Celek led a redecoration that included a marble-topped bar and an old barn's worth of reclaimed wood over a concrete floor. He rustled up a chef, Hee "Chino" Chang, who ran the kitchen at Redstone Grill in Marlton when Celek was a rookie and used to come in on Friday nights for feasts.

Prime Stache - the name is a pun on "stash" and the sign outside is simply a large mustache - is all-American, from beer and spirits and wines to the ingredients on the menu, which includes papparadelle and meatballs ($11), meatloaf ($13), cedar-plank salmon ($13), a chicken-club sandwich ($8), and fish tacos ($9). "Even the coffee," said the clean-shaven Celek. "Kona, from Hawaii." (Chang, born in South Korea, is the only import.)

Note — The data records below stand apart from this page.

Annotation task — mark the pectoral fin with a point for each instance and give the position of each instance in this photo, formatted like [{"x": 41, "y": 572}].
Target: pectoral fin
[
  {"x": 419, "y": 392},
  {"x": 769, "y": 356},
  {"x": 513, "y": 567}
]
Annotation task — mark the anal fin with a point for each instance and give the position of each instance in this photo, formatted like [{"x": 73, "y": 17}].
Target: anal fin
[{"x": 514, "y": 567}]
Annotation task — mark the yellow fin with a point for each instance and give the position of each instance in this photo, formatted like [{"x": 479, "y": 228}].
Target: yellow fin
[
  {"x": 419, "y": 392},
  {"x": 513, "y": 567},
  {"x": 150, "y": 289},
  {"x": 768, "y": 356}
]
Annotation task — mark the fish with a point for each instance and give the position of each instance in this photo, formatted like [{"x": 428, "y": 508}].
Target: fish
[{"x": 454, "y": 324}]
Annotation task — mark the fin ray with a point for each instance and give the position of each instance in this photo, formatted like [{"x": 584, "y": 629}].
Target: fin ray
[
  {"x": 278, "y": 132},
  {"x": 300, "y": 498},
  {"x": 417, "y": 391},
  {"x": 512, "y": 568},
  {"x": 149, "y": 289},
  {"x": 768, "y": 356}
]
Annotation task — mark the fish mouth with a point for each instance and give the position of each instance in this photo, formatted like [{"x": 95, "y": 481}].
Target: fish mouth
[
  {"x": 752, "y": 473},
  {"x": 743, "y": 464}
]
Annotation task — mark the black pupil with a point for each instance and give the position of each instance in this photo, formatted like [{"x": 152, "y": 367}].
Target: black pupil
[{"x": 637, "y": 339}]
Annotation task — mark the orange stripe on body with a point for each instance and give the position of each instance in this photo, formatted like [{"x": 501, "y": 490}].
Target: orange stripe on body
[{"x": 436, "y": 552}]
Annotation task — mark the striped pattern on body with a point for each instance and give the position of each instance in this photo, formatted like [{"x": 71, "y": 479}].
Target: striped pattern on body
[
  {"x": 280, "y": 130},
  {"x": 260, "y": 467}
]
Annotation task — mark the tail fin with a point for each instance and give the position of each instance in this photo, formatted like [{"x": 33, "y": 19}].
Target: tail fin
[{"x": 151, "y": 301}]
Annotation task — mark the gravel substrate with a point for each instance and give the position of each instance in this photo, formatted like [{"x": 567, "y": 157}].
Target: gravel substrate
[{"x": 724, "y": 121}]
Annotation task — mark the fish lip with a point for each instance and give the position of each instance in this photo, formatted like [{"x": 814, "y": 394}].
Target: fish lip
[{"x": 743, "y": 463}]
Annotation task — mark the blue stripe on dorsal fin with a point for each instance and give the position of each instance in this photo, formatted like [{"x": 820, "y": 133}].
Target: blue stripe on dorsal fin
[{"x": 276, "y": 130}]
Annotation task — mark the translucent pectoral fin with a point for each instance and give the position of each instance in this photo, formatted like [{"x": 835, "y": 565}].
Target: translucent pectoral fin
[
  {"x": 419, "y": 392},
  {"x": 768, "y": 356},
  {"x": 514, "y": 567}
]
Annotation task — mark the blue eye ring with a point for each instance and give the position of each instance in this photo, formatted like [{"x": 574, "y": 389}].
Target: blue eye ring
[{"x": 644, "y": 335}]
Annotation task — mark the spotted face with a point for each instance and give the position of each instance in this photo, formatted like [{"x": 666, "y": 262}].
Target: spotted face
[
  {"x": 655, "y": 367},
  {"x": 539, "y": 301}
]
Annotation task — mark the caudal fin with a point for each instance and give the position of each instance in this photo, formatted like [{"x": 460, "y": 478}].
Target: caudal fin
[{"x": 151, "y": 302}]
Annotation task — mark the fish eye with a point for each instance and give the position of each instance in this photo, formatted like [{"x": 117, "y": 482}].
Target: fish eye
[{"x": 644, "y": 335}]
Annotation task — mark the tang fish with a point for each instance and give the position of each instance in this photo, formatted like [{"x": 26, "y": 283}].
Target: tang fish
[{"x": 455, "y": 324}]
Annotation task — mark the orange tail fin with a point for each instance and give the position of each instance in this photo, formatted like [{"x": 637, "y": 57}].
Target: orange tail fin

Chang's menu is mainly small plates, opposed to full-size entrees. "When I go to a restaurant, I like to go with a group and try a lot of different dishes," said Celek. The menu is family-friendly, too. At Celek's requests, none of the alcohol is flavored. His bar is stocked with bitters and house-made syrups for flavoring.

It's open daily ar noon for lunch and dinner and will stay open till 10 p.m. or later ("we're not going to be a big drunk crowd late at night"). Sunday brunch starts Mother's Day.

Celek freely concedes that he has no restaurant experience, even as a kid growing up in Cincinnati. But he's a regular at such places as Continental and Tequila's, and in his downtime has boned up on the business. "I want to know the industry," he said.

His takeaway: "Football players have the easiest job in the world."